I had not tied any flies the day before, but had plenty of Mother's Day flies in my fly box...that I'd left in McAllen! So I had to rummage through Ryan sparse collection. Not wanting to deprive him of the "most likely to succeed" flies, I opted for a Mother's Day Fly tied on a much heavier hook than appropriate without a weed guard. Poop, I thought. But I wasn't there to wup up on reds. A couple of good shots on big trout was my only intention, and a single fly, more or less appropriate to the occasion, was good enough for me. I figured I could adapt to the demands of the moment. I admit there's something about winter fly fishing catches me unprepared, and it was one of those days when I had failed to check my gear beforehand.

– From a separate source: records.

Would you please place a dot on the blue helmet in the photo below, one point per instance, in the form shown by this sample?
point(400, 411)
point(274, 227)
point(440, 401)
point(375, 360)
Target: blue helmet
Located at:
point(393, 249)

We encountered big reds that were spread out in the thick grass, showing their tails and backs as thy snaked along with hardly enough water to submerge them. They were alone and in small groups. The grass got thicker and thicker as we waded west, but the fish were increasingly visible, tempting us to continue our westward wade. After casting my overly heavy fly into thick grass, only to blow up the feeding reds, I headed back to deeper water, hoping to see reds and big trout over pot holes, or openings in the grass. Sure enough, with the rising sun I was able to see the fish in deeper water. Ryan hooked up on a nice red, about then and so did I, but the most memorable moments of the day consisted of encounters with 7-8 lb trout. Alas, casting my heavy fly defeated me. It was too heavy to land quietly, so I offended the trout and kicked myself for approaching such a demanding context with such nonchalance.

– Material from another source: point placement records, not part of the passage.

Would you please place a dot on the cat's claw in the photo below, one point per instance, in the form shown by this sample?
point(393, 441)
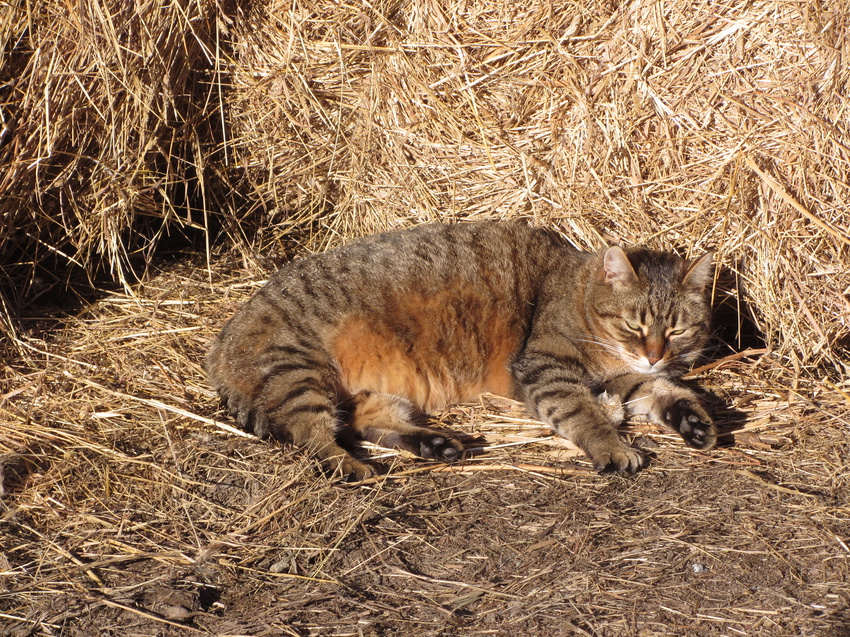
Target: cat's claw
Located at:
point(691, 421)
point(348, 468)
point(627, 460)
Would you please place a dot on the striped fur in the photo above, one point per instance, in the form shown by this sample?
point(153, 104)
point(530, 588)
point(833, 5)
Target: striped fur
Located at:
point(360, 342)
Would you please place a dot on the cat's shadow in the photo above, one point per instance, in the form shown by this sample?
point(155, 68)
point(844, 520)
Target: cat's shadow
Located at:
point(728, 419)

We moved around some, and in each scenario Ryan promptly waded away from the boat while I hesitated, wondering if we'd seen enough to justify the wade. I'd taken Rosie with me on our earlier wades, and knowing that she was tired I stayed aboard the skiff, rubbing her wet ears, and thinking of my brother 30 years ago who sat for countless hours watching me spewing a year of angling intensity onto my home waters. Ryan has become the new crazed angler, and I the one who lingers, coaching, and waiting for a compelling reason to join him. 

If you can bring yourself to do it, winter fly fishing in Cullens Bay offers the best opportunity for world-class trout than any other place or time of year. I have seen literally hundreds of trout from 4-10 pounds in schools or pods cruising the low, crystal clear water. But it's not for everyone. You have to show up at a time of year when the days dawn clear and often cold. I am lucky that, at my advancing age, I have a son whose sheer enthusiasm helps to keep mine alive.